4. Shri Narasimha Murthy, ld. JDR appearing for the Revenue justified the action of the Department in determining the assessable value of the goods, which were captively consumed based upon the profit shown in the balance sheet. He submitted that since the impugned goods were neither sold nor marketed, there was no alternative but to adopt the gross profit as shown in the balance sheet, as it was held by the Larger Bench in the case of Raymonds Ltd. v. CCE, Aurangabad reported in 2001 (129) E.L.T. 327.

5. In this context, Shri Rajesh Chander Kumar submitted that what the appellant had manufactured in this case were mainly of capital goods and for captive consumption the profit of the finished product cannot be the basis in determining the assessable value of the goods which were captively consumed in terms of Rule 6(b)(ii) of the Valuation Rules.

6. We have carefully considered the matter.
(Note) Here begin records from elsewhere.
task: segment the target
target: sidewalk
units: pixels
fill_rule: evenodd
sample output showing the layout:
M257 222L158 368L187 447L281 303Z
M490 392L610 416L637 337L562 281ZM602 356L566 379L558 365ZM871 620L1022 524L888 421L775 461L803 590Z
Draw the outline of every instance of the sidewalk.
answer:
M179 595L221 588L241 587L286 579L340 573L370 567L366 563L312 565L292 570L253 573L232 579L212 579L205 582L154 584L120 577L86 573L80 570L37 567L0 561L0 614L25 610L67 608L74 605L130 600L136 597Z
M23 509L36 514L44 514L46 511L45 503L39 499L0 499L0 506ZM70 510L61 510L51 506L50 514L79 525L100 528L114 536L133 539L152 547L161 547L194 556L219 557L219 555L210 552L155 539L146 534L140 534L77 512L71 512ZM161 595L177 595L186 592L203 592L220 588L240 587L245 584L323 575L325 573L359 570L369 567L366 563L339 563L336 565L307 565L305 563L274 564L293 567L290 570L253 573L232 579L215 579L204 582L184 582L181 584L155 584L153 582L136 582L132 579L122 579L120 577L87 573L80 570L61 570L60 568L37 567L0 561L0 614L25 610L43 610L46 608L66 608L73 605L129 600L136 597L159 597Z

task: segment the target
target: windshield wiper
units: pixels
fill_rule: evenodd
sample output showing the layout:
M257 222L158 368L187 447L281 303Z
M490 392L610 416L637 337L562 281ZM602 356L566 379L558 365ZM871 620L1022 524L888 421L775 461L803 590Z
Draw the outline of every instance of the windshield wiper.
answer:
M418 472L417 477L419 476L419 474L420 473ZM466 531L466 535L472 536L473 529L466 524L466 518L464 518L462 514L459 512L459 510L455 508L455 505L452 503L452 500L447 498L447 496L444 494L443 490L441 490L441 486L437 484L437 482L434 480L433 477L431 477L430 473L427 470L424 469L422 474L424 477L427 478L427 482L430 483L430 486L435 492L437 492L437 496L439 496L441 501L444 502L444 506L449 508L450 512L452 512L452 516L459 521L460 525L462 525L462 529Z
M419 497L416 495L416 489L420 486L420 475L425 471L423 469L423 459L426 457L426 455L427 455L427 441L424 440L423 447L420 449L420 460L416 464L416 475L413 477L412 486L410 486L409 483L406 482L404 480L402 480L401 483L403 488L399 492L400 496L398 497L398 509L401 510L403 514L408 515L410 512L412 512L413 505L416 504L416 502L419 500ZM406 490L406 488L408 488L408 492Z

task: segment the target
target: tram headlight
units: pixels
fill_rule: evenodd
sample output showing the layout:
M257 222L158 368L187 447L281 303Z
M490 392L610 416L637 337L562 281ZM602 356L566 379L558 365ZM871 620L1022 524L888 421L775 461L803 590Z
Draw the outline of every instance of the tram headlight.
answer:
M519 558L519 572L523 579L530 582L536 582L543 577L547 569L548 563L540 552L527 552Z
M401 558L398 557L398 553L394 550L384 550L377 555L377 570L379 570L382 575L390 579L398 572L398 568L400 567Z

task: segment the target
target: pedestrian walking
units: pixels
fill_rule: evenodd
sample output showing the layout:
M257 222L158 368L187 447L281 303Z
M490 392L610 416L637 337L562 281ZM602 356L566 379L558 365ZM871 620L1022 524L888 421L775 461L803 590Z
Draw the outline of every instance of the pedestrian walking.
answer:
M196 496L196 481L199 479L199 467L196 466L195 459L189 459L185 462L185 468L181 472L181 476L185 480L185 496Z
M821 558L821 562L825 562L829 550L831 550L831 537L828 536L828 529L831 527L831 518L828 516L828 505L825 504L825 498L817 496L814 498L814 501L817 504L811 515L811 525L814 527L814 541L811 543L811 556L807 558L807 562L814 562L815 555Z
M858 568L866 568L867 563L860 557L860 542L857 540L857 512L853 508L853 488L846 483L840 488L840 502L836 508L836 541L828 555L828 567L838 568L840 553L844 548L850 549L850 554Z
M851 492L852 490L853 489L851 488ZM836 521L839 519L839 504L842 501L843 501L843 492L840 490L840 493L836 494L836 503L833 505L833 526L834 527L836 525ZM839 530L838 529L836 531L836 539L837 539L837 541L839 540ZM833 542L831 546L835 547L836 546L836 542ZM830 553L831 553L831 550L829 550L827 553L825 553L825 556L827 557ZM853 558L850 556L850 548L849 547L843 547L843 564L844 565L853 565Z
Without going into the merits and demerits in adding the profit while determining assessable value of the goods, which were captively consumed with reference to profit of finished goods, as per balance sheet, we find that there is force in the arguments advanced on behalf of the assessee on time bar issue. In the instant case, the declarations alongwith certificate issued by the Chartered Accountant were duly filed showing that 10% profit normally earned on sale of such goods. The declaration as such cannot be considered to be a mis-declaration since the appellant had no knowledge what profit they would have earned on such products since they were not sold but were utilized. If the department was not satisfied with the declaration filed by the party, the best course open to the Department was to ask the party to produce the relevant data and balance sheet, if any, in respect of their declaration and since this has not been done, we do not find any justification in invoking larger period to raise the demand on the ground that they have not disclosed to the Department that the profit margin adopted was not their actual profit for the previous year. Various cases cited by the ld. Counsel go to indicate that the extended period can be invoked only when there is contumacious conduct of the assessee is present which is delineated in the proviso to Section 11A of the Act. In the facts and circumstances, following the ratio of the decision cited by the Counsel, we are of the view that in the instant case, larger period of limitation cannot be invoked especially in the absence of findings relating to intention to defraud and particularly, declarations were duly filed by the assessee.

Accordingly, appeal is allowed on time bar issue.